27 Feb 2009 ET Bureau
HYDERABAD: The government-appointed board of Satyam Computer Services on Thursday decided to allow non-IT firms to join the race to buy the software firm. PE firms with a partner will also qualify as bidders, said a person privy to the development.
The move comes as something of a surprise as the Satyam board had earlier contemplated making prior experience in the IT sector as a qualification criterion, as reported in this paper. But it was reckoned that the norm would have been restrictive, given that only a clutch of IT firms have shown interest in acquiring Satyam. It would have also disqualified PE firms from bidding.
“We have decided to open the window further, by allowing firms with managerial experience in the non-IT sector to bid for Satyam as long as they meet certain financial parameters such as net worth. Stand-alone PE firms will not be allowed to bid, but a PE player can make a joint-bid with a partner,” said the source. Some consortiums are in the process being formed.
There were always two views within the board, according to another person familiar with the matter. While one view was that the bidders should be restricted to firms with IT experience the other opinion was that it would narrow the field. The latter appears to have prevailed. “In the Indian software space a firm like Flextronics is being run by PE firm KKR,” said this person. The board, which met on Thursday, has asked the investment bankers Goldman Sachs and Avendus to formulate the guidelines for qualification.
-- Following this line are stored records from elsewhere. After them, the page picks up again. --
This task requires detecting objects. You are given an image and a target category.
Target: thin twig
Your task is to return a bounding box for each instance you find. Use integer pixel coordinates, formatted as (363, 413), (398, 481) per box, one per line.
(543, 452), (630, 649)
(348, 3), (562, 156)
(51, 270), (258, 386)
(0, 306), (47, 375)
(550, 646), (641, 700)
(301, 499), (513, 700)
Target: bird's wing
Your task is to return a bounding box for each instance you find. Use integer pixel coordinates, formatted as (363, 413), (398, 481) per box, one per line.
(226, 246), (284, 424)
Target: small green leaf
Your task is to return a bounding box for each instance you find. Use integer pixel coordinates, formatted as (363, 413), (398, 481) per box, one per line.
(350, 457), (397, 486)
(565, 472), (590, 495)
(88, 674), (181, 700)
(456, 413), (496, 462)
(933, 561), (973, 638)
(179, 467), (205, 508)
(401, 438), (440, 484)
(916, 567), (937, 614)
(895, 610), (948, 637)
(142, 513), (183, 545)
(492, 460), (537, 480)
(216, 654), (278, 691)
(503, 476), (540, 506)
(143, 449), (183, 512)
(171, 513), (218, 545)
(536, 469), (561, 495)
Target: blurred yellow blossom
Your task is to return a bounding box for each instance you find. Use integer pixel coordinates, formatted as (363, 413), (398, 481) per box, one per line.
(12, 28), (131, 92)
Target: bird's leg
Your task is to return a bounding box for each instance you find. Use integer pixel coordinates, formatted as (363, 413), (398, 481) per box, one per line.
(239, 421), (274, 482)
Sebi and the Company Law Board will have to approve these norms, the person quoted first said.
The board also inched closer to finalising the pricing guidelines for preferential allotment to a strategic investor. “The board is expected to give its recommendations on pricing to Sebi in a day or two,” this source said. Operational issues including cost-cutting were also discussed in Thursday’s meet.
The company is expected to adopt a two stage process while selecting a strategic investor. It will invite expression of interest (EOI) from prospective bidders. The board will short-list bidders based on the qualification criteria. After this the strategic investor will be selected from the short-listed bidders through a fair and transparent auction process that would be overseen by a retired Supreme Court judge or the former Chief Justice of India.
The Company Law Board (CLB) has already authorised the Satyam Board to make a minimum 26% preferential allotment of equity shares to a strategic investor and raising the company’s capital base to Rs 280 crore from Rs 160 crore, or to 140 crore shares from 80 crore shares.
The board could allow the strategic investor to buy up to 31% equity through a preferential allotment and an additional 20% through a mandatory open offer. A second round of preferential allotment of shares may be on the cards if the response from the open offer of shares is poor.